I understand that the financial clout of Real is 10 times more then Atleti and everyone loves a good underdog story but have you ever seen the way Atletico play football under Simeone? There’s nothing inherently good about it.

Real are no saints as Pepe demonstrated yesterday but let’s get over this whole Good vs Evil thingy.
Sridhar (DillyDing DillyDong) Iyer, Bangalore


Why does Ronaldo get the credit?
First of all, Pepe is an embarrassment. I have no respect for that player on any level. He is all that is wrong with football. Besides being dangerous and quite the savage, he simulates being smacked like there is no tomorrow. Ironic considering it is the only thing one would like to do to him when they see him play…

Which leads me to my next point; Well done Clattenburg for knowing what kind of player Pepe is. Basically telling the guy to f*ck off twice. Second time actually laughing it off. Great refereeing overall.

Finally, why is everyone praising Ronaldo like he is some sort of savior who came down from the heavens and won them the final? The man did nothing of note the entire game. Nothing. He was invisible and when he wasn’t he barely brought anything to the game, yet scores his penalty (like everyone else did in his team) and everyone reacts like they won that title all thanks to him. It’s sad to watch and I feel sorry for the entire Real Madrid team (except Pepe). I don’t understand how he deserves more praise than anyone else on the team, but then again he is more of a brand than an athlete, so I guess this reaction and praise comes with who he is. It is inevitable.
Malcolm (well done to Atletico) AFC


Are Premier League managers too old?
I wrote this after noticing that three of the four managers in the Champions League semi-finals played football in the same generation. So I did some digging and found out that the average age of the managers in the Premier League last season was 51.2.

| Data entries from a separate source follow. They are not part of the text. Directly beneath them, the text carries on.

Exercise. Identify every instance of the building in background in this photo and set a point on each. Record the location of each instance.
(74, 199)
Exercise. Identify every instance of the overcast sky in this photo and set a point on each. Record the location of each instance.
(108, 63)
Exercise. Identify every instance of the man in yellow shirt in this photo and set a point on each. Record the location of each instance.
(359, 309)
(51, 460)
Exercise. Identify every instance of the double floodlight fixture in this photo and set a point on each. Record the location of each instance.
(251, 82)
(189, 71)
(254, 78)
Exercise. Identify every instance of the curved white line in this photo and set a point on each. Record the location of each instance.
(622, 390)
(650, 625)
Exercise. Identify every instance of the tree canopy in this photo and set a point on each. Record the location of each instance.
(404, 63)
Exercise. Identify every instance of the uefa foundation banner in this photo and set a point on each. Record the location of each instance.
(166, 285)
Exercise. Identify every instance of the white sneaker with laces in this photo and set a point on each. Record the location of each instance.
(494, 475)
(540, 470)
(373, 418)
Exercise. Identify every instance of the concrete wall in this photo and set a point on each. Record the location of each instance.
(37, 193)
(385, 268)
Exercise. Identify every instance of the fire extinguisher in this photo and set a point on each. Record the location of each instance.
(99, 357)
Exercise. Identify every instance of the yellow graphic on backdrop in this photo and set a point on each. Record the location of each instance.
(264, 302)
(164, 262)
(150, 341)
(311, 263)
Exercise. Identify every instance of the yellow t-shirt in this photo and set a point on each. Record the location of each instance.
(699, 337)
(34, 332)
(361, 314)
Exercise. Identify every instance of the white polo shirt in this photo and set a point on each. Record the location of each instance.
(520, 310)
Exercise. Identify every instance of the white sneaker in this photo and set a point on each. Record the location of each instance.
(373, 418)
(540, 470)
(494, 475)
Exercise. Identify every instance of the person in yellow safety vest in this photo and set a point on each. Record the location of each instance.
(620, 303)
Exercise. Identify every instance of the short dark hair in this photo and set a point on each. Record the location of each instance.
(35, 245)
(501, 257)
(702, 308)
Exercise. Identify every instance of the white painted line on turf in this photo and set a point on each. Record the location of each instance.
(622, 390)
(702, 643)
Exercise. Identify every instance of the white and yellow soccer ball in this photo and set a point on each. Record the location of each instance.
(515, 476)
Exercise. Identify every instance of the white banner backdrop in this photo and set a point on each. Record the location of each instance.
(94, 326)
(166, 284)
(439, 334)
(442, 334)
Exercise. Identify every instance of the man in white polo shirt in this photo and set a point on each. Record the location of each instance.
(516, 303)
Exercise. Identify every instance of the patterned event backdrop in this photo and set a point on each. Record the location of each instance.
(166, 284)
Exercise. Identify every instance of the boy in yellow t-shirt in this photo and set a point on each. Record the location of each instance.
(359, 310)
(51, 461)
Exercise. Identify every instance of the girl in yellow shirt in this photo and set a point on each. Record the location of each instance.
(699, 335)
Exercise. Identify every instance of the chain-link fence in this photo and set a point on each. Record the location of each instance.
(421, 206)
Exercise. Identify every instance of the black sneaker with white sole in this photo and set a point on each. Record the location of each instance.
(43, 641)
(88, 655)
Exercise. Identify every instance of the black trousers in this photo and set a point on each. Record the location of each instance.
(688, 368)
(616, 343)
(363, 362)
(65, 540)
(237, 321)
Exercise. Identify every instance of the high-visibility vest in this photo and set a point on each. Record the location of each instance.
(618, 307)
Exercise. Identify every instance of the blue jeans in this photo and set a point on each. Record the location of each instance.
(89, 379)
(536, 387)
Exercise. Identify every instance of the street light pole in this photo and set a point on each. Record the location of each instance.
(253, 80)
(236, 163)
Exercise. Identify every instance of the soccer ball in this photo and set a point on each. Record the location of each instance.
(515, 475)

Compare that to the average age of managers in Spain: 45.4 and Germany: 43.7222. (numbers courtesy of Wikipedia and my adding skills).

Maybe, just maybe, one of the reasons Spanish, German and a few other clubs from other countries other than England have been doing better in Europe of late, despite the Premier League’s competitiveness, is the transition to young, fresh coaches with fresh tactics.

English clubs are dancing with coaches with ‘philosophies’ that may have worked in the 90s but my oh my, times have and are still changing, fast. Blackberry makers (read Arsenal/Liverpool) can testify how ignoring such change comes back to bite you!
PS: If any mailbox reader disagrees, let’s hear your explanation.